Caso da estudante não configura assédio sexual
Segundo Aparecido Inácio, advogado especialista em Direito do Trabalho e professor universitário na Universidade Paulista (UNIP), o caso da estudante não configura como assédio sexual, mas pode ser considerado um 'ato atentatório ao pudor'. No caso de Yasmin, explica Aparecido, a melhor alternativa seria a estudante processar o condomínio.
'Criminalmente não vai dar em quase nada, apenas dor de cabeça. Mas no bolso dos condôminos vai doer mais e o homem em questão deve ser demitido. Tenho conhecimento de vários casos assim, faz parte da cultura absurda e machista. Um médico, certa vez, chamou uma enfermeira de macumbeira. Ela disse que não era e perguntou por que ele disse aquilo. Ele simplesmente respondeu que toda macumbeira é negra, então, ela provavelmente seria também já que era negra. Em outra ocasião, um juiz em São Paulo foi transferido porque ameaçava e berrava com os servidores', explicou o advogado.
Fala ofensiva pode ser injúria
Na avaliação da advogada Silvana Lourenço Lobo, coordenadora e professora do Curso de Direito da Universidade FUMEC, em Belo Horizonte, Minas Gerais, as cantadas de rua não podem ser tipificadas como assédio sexual. Isso porque este tipo de crime exige, necessariamente, a existência de uma relação entre quem fez a ofensa e a pessoa ofendida.

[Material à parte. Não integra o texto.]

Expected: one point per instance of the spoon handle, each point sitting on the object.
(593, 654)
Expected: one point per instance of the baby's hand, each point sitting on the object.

'Nas ruas, o máximo que se teria são crimes de outra natureza ou, em alguns casos, pode ser que nem haja um tipo de crime. Se as 'falas' forem ofensivas, como foi o caso da menina de Copacabana, pode ser injúria, por exemplo. Esta que se trata de uma ofensa à dignidade ou ao decoro [decência] das pessoas', afirma Silvana, também Defensora Pública de Minas Gerais.
O crime ocorre quando a pessoa sente a sua dignidade ferida
O advogado criminalista Danilo Buck explica que agressões verbais travestidas de elogios (como 'Ô sua gostosa', 'Sua delícia', entre outras) podem ser enquadradas em crime de injúria. 'Isso porque elas ofendem a dignidade da pessoa que os recebe, então pode ser considerado um crime contra a honra. No entanto, trata-se de um enquadramento extremamente subjetivo, pois há pessoas que não se incomodam com as provocações', opina Danilo.